Anne Hirths neue Arbeit "und übrigens kann ich fliegen" im HAU
I

Am Anfang war das Wort. Dann folgte ein zweites, und geboren war der Widerspruch. Seitdem strebt alles zum Anfang und findet nichts als Widersprüche. Denn in der Welt sein, bedeutet in Widersprüchen leben.

II

"und übrigens kann ich fliegen" heißt die neue Performance von Anne Hirth, der ehemaligen Assistentin von Luc Dunberry und Sasha Waltz. Schon im Ankündigungstext ihres neuen Projektes mit dem "büro für zeit + raum" wimmelt es vor abstrusen Bildern: "im vordergrund eine schwarzweiße, nach worten ringende abendgesellschaft. eine hasenband auf rollschuhen weht vorbei, die instrumente auf den rücken geschnallt. einige tragen kopfverbände, andere haartollen. aus dem souffleurkasten summt es ,hoch auf dem gelben wagen', gemischt mit ,the sun ain't gonna shine anymore' und dem verkehrsfunk. jemand entwendet eine goldene türklinke. von der seitenbühne auftritt der alten damen."

Sie verstehen nicht? Dann haben Sie verstanden. Denn das Nichtverstehen ist die Voraussetzung dafür, den Widerspruch zu verstehen. Und um am "Phantasietraining für die wirkliche Wirklichkeit" teilzunehmen. So der Untertitel der Performance.

III

Die wirkliche Wirklichkeit. Das ist die Wirklichkeit der Theologen. Denn eine wirkliche Wirklichkeit gibt es nur für den Gläubigen, der an Wirkkräfte im Hinter-, Unter- oder Obergrund glaubt, an Gott zum Beispiel. Es ist eine herrliche Wirklichkeit, die sich dem Gläubigen offenbart. Leider ist sie mit lauter Widersprüchen verhangen. Wer ist Gott? Wo ist er? Und warum überhaupt?

Wer so fragt, kann nicht mehr aufhören. Thomas von Aquin, der Kirchenvater, hat drei dicke Bände für seine "Summe der Theologie" gebraucht und keine Antworten gefunden.
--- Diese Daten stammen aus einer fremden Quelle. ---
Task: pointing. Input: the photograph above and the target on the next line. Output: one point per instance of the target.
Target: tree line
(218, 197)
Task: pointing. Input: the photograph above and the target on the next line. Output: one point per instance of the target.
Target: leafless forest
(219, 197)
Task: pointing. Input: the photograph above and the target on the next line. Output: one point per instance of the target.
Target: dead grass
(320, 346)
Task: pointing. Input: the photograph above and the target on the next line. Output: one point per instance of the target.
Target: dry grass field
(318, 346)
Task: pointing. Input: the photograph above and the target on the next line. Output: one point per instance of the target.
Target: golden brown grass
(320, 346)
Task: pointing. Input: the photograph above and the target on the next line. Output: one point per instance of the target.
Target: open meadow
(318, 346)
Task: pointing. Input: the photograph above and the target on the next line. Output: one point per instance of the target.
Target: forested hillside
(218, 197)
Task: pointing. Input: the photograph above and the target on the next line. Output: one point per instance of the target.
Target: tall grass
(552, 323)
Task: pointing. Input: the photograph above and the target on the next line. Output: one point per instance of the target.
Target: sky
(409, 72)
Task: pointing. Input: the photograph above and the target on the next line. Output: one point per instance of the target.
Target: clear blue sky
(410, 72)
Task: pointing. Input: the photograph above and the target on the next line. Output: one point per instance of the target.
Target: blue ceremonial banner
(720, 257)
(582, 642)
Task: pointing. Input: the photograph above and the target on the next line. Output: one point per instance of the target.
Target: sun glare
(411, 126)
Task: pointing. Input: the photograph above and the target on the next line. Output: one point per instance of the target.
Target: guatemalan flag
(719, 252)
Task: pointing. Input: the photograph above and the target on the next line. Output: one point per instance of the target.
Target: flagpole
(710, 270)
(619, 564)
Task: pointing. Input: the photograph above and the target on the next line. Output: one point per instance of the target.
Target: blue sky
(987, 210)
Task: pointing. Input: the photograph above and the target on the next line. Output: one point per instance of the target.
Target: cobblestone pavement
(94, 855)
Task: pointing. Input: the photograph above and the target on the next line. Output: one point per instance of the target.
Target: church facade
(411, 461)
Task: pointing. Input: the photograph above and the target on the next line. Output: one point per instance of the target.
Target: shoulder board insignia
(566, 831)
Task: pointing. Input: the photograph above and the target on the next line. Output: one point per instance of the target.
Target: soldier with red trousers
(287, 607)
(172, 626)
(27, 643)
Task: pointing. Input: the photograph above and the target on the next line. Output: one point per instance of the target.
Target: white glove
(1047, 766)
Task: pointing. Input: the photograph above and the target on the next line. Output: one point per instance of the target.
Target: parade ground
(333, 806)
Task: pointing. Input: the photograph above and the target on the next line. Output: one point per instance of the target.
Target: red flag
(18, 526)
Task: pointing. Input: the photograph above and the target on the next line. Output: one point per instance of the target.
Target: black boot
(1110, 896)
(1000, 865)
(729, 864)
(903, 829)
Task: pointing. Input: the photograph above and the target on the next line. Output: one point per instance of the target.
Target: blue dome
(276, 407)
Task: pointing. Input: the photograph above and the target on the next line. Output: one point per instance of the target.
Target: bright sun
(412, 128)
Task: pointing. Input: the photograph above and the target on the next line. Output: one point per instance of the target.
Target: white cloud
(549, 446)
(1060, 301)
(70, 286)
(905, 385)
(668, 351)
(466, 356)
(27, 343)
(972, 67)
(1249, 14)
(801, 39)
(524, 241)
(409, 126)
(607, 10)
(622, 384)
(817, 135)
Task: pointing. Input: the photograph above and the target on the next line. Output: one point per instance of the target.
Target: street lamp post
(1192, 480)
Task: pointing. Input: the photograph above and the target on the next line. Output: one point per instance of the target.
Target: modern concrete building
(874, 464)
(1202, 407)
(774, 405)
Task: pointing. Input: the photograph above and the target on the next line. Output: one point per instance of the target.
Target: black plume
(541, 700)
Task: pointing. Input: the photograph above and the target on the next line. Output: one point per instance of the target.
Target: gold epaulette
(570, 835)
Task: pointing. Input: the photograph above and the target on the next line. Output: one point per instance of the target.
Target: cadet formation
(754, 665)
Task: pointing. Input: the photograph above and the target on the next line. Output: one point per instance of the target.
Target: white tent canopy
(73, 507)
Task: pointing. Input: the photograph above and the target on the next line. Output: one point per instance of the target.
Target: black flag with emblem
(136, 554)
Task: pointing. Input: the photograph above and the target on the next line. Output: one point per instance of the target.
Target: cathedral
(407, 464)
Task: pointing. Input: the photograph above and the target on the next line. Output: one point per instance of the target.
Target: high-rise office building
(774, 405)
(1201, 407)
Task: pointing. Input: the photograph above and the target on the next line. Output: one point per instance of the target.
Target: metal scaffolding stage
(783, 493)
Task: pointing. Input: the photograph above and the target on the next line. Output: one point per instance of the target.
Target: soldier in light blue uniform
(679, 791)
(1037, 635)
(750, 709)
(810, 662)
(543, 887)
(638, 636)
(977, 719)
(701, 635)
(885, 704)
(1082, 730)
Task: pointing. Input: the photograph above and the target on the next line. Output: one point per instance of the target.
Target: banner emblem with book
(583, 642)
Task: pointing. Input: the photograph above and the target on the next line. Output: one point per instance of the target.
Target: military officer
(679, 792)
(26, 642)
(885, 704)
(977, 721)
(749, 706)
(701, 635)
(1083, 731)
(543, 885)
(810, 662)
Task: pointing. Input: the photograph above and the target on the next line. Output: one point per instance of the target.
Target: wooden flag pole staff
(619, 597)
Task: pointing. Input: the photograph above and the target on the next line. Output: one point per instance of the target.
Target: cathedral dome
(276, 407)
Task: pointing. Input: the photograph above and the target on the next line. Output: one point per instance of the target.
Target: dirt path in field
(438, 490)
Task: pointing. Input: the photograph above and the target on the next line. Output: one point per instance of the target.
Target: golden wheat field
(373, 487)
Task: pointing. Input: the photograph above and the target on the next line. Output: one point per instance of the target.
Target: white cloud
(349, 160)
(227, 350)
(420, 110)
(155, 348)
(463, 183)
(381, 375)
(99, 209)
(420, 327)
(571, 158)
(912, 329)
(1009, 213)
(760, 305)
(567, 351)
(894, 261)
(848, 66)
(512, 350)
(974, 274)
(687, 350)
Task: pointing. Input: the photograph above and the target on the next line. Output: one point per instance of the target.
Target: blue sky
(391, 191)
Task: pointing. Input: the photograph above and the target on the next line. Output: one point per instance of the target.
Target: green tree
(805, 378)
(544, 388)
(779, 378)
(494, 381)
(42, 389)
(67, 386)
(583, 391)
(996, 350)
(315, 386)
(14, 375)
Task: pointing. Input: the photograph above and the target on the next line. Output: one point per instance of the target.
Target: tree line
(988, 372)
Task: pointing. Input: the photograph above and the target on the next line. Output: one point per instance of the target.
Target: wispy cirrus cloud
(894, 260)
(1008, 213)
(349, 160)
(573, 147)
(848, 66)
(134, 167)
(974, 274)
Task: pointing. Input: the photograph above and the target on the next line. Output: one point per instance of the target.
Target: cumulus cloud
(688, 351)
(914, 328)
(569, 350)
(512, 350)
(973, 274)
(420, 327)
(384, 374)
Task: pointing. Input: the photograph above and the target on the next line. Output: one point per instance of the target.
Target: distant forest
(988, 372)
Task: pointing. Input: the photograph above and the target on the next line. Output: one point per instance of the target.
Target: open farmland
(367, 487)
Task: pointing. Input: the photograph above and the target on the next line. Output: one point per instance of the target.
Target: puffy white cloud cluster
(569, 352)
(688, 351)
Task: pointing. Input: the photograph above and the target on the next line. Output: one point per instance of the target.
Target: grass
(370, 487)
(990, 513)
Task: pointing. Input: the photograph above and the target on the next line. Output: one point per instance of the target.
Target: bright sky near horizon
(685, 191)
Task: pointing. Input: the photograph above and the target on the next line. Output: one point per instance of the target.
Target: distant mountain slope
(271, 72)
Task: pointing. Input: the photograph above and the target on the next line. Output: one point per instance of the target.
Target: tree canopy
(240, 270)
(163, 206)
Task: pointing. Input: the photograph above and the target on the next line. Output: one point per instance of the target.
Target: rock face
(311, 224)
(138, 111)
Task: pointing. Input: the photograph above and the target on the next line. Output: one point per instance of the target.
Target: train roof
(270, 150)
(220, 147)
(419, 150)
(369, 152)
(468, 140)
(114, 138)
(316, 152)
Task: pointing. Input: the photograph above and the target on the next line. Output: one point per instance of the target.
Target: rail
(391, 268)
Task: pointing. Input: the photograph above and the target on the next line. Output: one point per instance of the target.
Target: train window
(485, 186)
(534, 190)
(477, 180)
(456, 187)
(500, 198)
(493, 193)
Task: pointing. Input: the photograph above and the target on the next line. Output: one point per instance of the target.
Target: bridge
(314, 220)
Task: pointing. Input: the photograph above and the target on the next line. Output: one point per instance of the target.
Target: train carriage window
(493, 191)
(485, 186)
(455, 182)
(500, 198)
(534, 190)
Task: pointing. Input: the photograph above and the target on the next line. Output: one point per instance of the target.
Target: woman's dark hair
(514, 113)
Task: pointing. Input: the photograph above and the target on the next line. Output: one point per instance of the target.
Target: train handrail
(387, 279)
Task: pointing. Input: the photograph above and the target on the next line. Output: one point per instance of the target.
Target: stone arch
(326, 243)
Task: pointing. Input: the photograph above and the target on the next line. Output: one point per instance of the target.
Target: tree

Augustinus, sein Vorgänger, hat seine "Bekenntnisse" geschrieben und sich regelrecht ins Widerspruchsdenken verliebt. Und Hegel, der letzte große Theologe unter den Philosophen, hat bändeweise an einem Widerspruchsaufhebungssystem gearbeitet, das ihn selbst widerlegte. Die Sehnsucht nach der wirklichen Wirklichkeit stammt von Gott, von allem Anfang her. So beschreibt es Dominik Perler in seinem wunderbar lehrreichen Buch "Zweifel und Gewissheit", in dem er Einblicke in die "skeptischen Debatten im Mittelalter" gewährt.

IV

Aber die Menschen glauben nicht mehr an Gott. Zumindest denken sie das. Glauben sie deshalb an das Paradox? Wird der Widerspruch so zum Gott? Nicht unbedingt. Aber es wird zu Kunst, der liebsten Heimat des Paradoxons. "Dunkel war's, der Mond schien helle" ist deshalb ein berühmtes Gedicht, weil es die Widersprüche zum Tanzen bringt. Und es ist denn auch dieses Gedicht, das Anne Hirths Produktion ihren Impuls gegeben hat. "Schnee lag auf der grünen Flur, als ein Wagen blitzesschnelle, langsam um die Ecke fuhr." Manche schieben das Gedicht Goethe in die Tasche, andere vermuten Christian Morgenstern als Autor. Die Wahrheit ist, dass es aus Sachsen stammt. Und zwar aus der Sammlung "Volksthümliches aus dem Königreich Sachsen, auf der Thomasschule", gesammelt von Oskar Dähnhardt, erschienen bei Teubner, Leipzig 1898. Ein Gedicht von unsterblicher Komik - und Wahrheit.

V

Wahrheit? Der Widerspruch will seine Wahrheit nicht preisgeben. Höchstens mit den Mitteln der 'Pataphysik - mit einem vorangehenden Apostroph geschrieben. Das ist die "Wissenschaft von den imaginären Lösungen", die Alfred Jarry, Autor des Stückes "König Ubu", erfunden hat. Mit ihr wird die Identität der Gegensätze bewiesen. Denn 'Pataphysik ist die Krönung des Widerspruchs durch seine Auflösung ins Imaginäre.

Es kann keinen schöneren Stoff für eine Performance geben, als so dem Widerspruch zu huldigen. Denn alle Kunst ist Überlebenskunst, also Einübung ins Paradox, also in die Phantasie.